Even though supraventricular arrhythmia is a frequent and dangerous complication in adult patients with congenital heart defects, especially those with systemic right ventricles, our meta-analysis showed no association with long-term mortality in patients with cc-TGA [4,35,36]. Among the few studies available in the literature dealing with this relationship, our results are confirmed by Dobson et al. based on a 40-year observation of adults (aged 23 to 46) of 32 patients with cc-TGA, in whom supraventricular arrhythmia was diagnosed in as many as 81.3% of the group [37]. On the other hand, Koyak et al. are of the opposite opinion, proving that the presence of a systemic right ventricle is a significant risk factor for death. In the analyzed group, however, only 19% were patients with cc-TGA, which reduces the value of the study’s thesis for this group of patients [38]. These conclusions and the generalizations resulting from the study are also hindered by the heterogeneity of the supraventricular arrhythmia occurring in these patients. In a study conducted by Tseng et al., among 40 patients with cc-TGA, as many as 27 had supraventricular arrhythmias. The most common were atrial flutter (44%), atrial fibrillation (30%), ectopic atrial tachycardia (22%), and, less frequently, multifocal atrial tachycardia (4%) [35]. The cause of this arrhythmia is also complex. These are the extensive scars of the atrial myocardium left after cardiac surgery, which creates conditions for re-entry circulation [35], as well as electrical inhomogeneity of the atrial myocardium stretched as a result of an increase in the end-diastolic pressure of the systemic right ventricle [4,39]. In a non-physiological atrioventricular relationship in patients with cc-TGA, fast, conducted supraventricular rhythm may cause severe hemodynamic disturbances leading to sudden death [16,38]. For this reason, in this unique anatomical anomaly of the heart, frequent, according to Fischbach et al., 20–30% atrioventricular block may be paradoxically beneficial [14,40].

5.5. Pacemaker

Although conduction disturbances, including complete atrioventricular block, are a frequent and increasing with age (2% per year) phenomenon, affecting as many as 30–38% of patients with cc-TGA, the fact of constant electrical stimulation of the heart turned out to be not significantly related to long-term mortality in this population [41,42]. Therefore, this treatment method is an effective therapy in treating conduction disorders in the analyzed population.

6. Study Limitations

The fundamental limitation of the study is the small size of the study groups, which is typical for the adult population with congenital heart defects, the large anatomical diversity of patients with corrected transposition of the great arteries, and the multitude of surgical methods used. The analysis of the data contained in the studies included in the study is also hindered by the lack of a uniform and precise definition for the complex form of cc-TGA, the diverse methodology of assessing the function of the right ventricle in the systemic position and tricuspid regurgitation, and the apparent subjectivity of the NYHA scale. Demographic differences, the presence of concomitant diseases, the length of the observation, and the level and method of their treatment in individual research centers are significant and evident in this rare group of patients.
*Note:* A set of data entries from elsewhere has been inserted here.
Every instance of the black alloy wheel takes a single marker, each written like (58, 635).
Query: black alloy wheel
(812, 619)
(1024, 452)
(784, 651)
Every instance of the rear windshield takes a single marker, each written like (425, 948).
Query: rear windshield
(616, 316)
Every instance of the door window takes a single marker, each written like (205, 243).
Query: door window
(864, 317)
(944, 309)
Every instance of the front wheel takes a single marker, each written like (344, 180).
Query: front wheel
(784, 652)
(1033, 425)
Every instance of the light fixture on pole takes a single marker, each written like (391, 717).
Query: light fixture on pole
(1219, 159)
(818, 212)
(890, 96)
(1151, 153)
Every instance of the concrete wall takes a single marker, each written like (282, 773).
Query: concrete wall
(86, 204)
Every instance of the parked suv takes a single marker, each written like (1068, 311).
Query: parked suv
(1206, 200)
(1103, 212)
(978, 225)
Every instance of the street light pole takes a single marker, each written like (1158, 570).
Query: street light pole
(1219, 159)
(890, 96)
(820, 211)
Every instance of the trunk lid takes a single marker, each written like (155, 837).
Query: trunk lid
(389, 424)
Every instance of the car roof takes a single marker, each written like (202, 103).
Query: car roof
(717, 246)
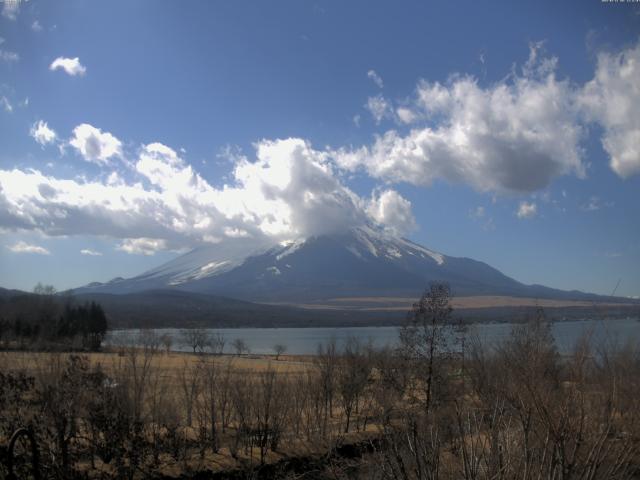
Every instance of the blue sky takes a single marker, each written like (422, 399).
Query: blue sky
(505, 132)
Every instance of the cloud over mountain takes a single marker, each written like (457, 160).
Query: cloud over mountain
(289, 190)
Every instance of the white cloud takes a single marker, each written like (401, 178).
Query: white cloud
(142, 246)
(289, 190)
(10, 9)
(8, 57)
(94, 145)
(478, 212)
(6, 104)
(89, 252)
(41, 133)
(514, 136)
(71, 66)
(23, 247)
(612, 99)
(594, 204)
(377, 79)
(390, 209)
(527, 210)
(406, 115)
(379, 107)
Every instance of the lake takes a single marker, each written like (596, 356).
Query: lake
(304, 341)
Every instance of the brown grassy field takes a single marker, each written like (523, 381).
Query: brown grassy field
(402, 304)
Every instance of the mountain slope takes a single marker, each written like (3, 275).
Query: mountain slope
(360, 262)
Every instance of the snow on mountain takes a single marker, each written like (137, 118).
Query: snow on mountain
(363, 261)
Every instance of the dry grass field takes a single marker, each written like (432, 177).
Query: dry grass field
(402, 304)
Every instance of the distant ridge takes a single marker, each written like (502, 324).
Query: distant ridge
(362, 262)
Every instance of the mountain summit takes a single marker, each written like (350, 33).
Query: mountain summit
(362, 262)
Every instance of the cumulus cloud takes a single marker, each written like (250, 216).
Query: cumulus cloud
(23, 247)
(142, 246)
(406, 115)
(94, 145)
(514, 136)
(289, 190)
(10, 9)
(527, 210)
(89, 252)
(612, 99)
(390, 209)
(377, 79)
(8, 57)
(41, 133)
(6, 104)
(71, 66)
(379, 108)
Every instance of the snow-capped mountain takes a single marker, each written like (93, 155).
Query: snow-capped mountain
(363, 262)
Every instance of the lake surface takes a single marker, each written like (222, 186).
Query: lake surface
(304, 341)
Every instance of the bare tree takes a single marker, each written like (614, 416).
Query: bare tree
(425, 339)
(217, 343)
(189, 388)
(279, 349)
(195, 338)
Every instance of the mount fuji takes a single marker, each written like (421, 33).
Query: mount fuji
(362, 262)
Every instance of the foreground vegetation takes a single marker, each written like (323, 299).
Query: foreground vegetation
(439, 406)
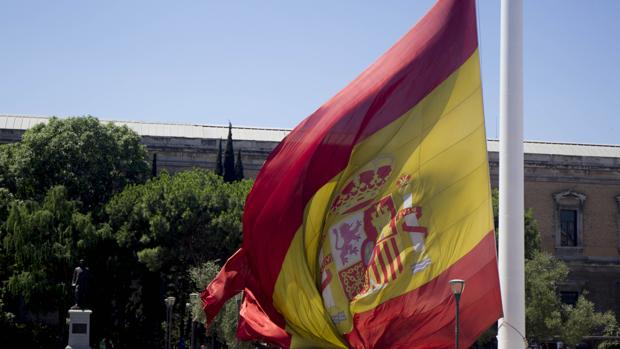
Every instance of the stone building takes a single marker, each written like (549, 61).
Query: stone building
(573, 189)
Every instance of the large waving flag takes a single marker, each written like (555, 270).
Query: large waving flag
(365, 211)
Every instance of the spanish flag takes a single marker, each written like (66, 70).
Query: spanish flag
(365, 211)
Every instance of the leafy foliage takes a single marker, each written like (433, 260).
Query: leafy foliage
(90, 159)
(546, 316)
(44, 241)
(179, 220)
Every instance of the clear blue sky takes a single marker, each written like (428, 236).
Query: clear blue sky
(272, 63)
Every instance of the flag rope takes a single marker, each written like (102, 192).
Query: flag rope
(505, 322)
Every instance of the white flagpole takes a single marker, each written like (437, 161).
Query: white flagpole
(511, 260)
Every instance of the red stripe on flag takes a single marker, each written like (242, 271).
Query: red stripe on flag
(426, 314)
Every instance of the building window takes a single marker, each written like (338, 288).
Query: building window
(568, 227)
(569, 298)
(569, 219)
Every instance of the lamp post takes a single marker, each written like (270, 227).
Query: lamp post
(457, 286)
(169, 301)
(193, 299)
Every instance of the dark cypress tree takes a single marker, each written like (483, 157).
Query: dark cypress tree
(154, 166)
(229, 158)
(219, 169)
(238, 167)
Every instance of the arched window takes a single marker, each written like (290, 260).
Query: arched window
(569, 219)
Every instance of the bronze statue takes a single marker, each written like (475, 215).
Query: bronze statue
(80, 284)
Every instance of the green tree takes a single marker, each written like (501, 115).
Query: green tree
(174, 222)
(90, 159)
(532, 242)
(239, 167)
(44, 241)
(229, 158)
(546, 317)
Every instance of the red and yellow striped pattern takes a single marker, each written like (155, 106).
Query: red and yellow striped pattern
(361, 215)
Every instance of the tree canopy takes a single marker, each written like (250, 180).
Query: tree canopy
(92, 160)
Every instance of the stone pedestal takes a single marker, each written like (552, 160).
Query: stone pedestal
(79, 329)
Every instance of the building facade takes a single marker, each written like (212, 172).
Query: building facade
(573, 190)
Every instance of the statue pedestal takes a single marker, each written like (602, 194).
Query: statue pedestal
(79, 329)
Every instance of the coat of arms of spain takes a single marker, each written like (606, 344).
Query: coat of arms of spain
(372, 237)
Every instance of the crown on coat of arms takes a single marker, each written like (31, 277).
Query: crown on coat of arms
(363, 187)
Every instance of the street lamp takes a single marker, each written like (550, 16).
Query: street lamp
(193, 299)
(457, 286)
(169, 301)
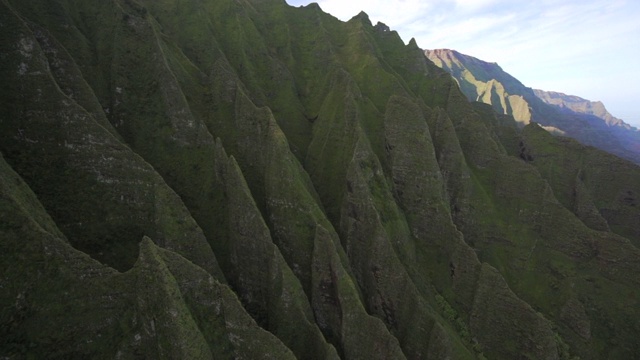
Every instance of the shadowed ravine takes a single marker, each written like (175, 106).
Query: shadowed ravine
(243, 179)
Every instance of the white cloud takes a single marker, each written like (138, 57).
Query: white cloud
(583, 47)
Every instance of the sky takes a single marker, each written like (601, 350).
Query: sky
(588, 48)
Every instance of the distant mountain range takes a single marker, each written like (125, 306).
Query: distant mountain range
(248, 180)
(586, 121)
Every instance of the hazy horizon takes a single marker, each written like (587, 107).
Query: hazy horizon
(590, 49)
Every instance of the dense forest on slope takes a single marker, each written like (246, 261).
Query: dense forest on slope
(244, 179)
(565, 115)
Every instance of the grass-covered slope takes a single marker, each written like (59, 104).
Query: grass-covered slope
(571, 116)
(244, 179)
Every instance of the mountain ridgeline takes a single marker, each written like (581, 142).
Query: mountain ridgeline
(242, 179)
(586, 121)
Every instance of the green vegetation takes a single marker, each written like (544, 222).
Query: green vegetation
(245, 179)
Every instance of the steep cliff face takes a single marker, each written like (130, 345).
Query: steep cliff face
(244, 179)
(567, 115)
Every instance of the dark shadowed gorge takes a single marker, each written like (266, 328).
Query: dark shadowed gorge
(241, 179)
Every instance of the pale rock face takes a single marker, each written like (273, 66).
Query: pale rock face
(247, 180)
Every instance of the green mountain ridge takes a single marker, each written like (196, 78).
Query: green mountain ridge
(245, 179)
(567, 115)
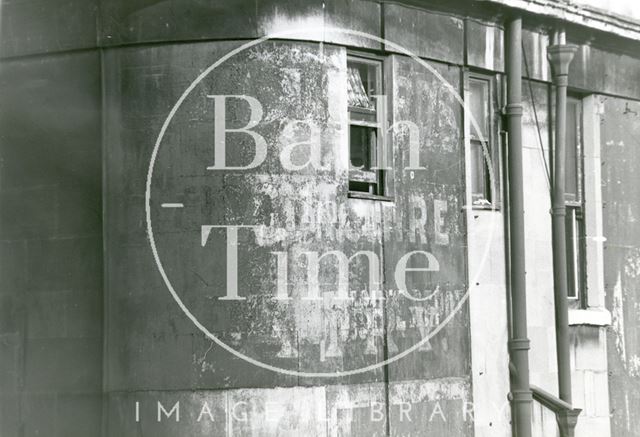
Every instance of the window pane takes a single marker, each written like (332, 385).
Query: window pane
(479, 106)
(362, 146)
(478, 174)
(361, 84)
(575, 252)
(572, 154)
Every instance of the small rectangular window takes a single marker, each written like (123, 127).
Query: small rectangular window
(575, 252)
(481, 149)
(575, 226)
(364, 85)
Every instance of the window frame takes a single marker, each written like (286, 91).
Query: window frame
(381, 189)
(491, 191)
(577, 293)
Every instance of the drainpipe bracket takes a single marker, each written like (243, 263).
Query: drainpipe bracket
(560, 56)
(567, 420)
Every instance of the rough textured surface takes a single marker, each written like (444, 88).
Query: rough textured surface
(152, 346)
(166, 20)
(620, 133)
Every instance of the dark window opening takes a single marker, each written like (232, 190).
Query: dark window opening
(481, 148)
(364, 85)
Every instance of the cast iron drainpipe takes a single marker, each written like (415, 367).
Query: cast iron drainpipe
(520, 396)
(560, 56)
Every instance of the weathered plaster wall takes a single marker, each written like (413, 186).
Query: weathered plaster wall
(50, 246)
(152, 347)
(620, 130)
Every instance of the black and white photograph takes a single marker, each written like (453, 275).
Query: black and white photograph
(308, 218)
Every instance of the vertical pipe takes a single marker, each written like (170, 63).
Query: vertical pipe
(519, 343)
(560, 56)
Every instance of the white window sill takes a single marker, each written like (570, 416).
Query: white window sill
(595, 316)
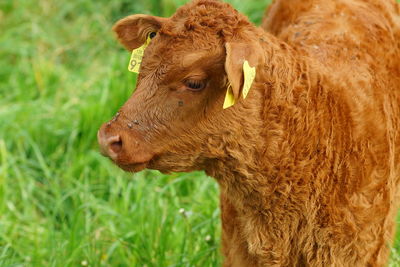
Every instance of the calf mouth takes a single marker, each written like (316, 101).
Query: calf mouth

The studies of patients with cc-TGA included in the meta-analysis, like most of the studies on adults with congenital heart disease in adults, are retrospective, hence the different study plans, definitions, and methods of assessing potential risk factors and endpoints. The aforementioned small size of the study population allowed only univariate analysis without considering the coexistence of individual risk factors.

7. Conclusions

The function of the systemic chamber and the resulting exercise capacity assessed by the New York Heart Association functional class have the most significant impact on long-term prognosis in patients with cc-TGA. Systemic valvular regurgitation, supraventricular arrhythmias, and pacemaker implantation do not determine survival in this population. In surgical patients, risk factors for death were systemic ventricle dysfunction and the associated valve regurgitation. However, the described results should be considered with caution due to the mentioned limitations of the work.